To the wedding guests, none of whom had known the Barnetts before their arrival in Mexico, this was one of the weddings of the year. The Barnetts were already accepted as members of bourgeois society, in part because Harold had never disabused anyone of the notion that he was a wellborn British gentleman. In fact, Harold Barnett fostered that notion,
despite the fact that he had been born anything but a gentleman. His father was a railway worker from Llangoglen who moved to Gwent before he was born, his mother being a domestic servant with a local solicitor’s family.

What saved Harold from a life of unfulfilled potential was saving Leila Milade’s life. But for that fortunate occurrence, he might well have been condemned to a life of class limitations, of unredeemed and unremitting boredom. Of knowing his place and taking it for granted for the remainder of his life. It was ironic, as Harold knew only too well, that the Milades had accurately judged his measure because he was a foreigner in a foreign land.

Had they been English, they would have dismissed him as soon as he opened his mouth and betrayed the remnants of his humble Welsh origins. Instead they heard what they thought was the sound of a middleclass British gentleman: someone who might not be rich or grand but who, judging by his manners and his deportment, must be well bred.

As a foreigner, Harold had made the leap from the working to the middle class. Thereafter, there was never any question of his ever returning to Britain to live. He liked being a British gentleman, and he could only be taken for one so long as he lived outside of Britain and the English-speaking world. And as long as he spoke a foreign language. The result was that Harold seldom spoke English, except to Bianca, Leila and the staff at the British consulate, who invariably made allowances for the British abroad. Harold was easily able to adhere to the habit of a lifetime when he stood up to make his speech as father of the bride, if only because none of the guests spoke English. Flanked by the flowered arch, a microphone in his hand, he welcomed his guests in Spanish and proceeded to sing the praises of his daughter in the tongue of the land.

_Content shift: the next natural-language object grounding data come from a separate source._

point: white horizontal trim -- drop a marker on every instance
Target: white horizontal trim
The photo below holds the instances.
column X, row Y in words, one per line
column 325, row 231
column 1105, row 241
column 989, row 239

Bernardo, whose only language was Spanish, did the same in his speech, while Bianca sat back and enjoyed the high point of her life.

To Bianca, it seemed unlikely that life would ever get better than this. Here she was, marrying the man she craved and embarking on a life that would doubtless provide her with a Latin version of the American dream: handsome husband, three or four children, an active social life, increasing prosperity. Ultimately, there would also be a big house with four bedrooms and en suite bathrooms designed by Mexico’s leading architect - whoever that happened to be by the time she and Bernardo could afford that
realization of the dream. She was going to have a perfect life, with love, money, kids, happiness, servants and a place in bourgeois society so that she could keep herself gainfully amused while Bernardo did a man’s work and brought home a man’s wages.

At the end of Bernardo’s speech, Bianca rose to cut the cake with him. This was the end of the speeches, she knew, and she felt a sense of rising expectation as soon as she and Bernardo cut the cake and he fed her a slice, which she sexily took from his fingers, her teeth brushing provocatively against the skin of his fingers as she did so. Then the cake was whisked away by the houseboy to be cut up in the kitchen before being distributed amongst the guests who rose and toasted the health and happiness of the bride and groom in champagne.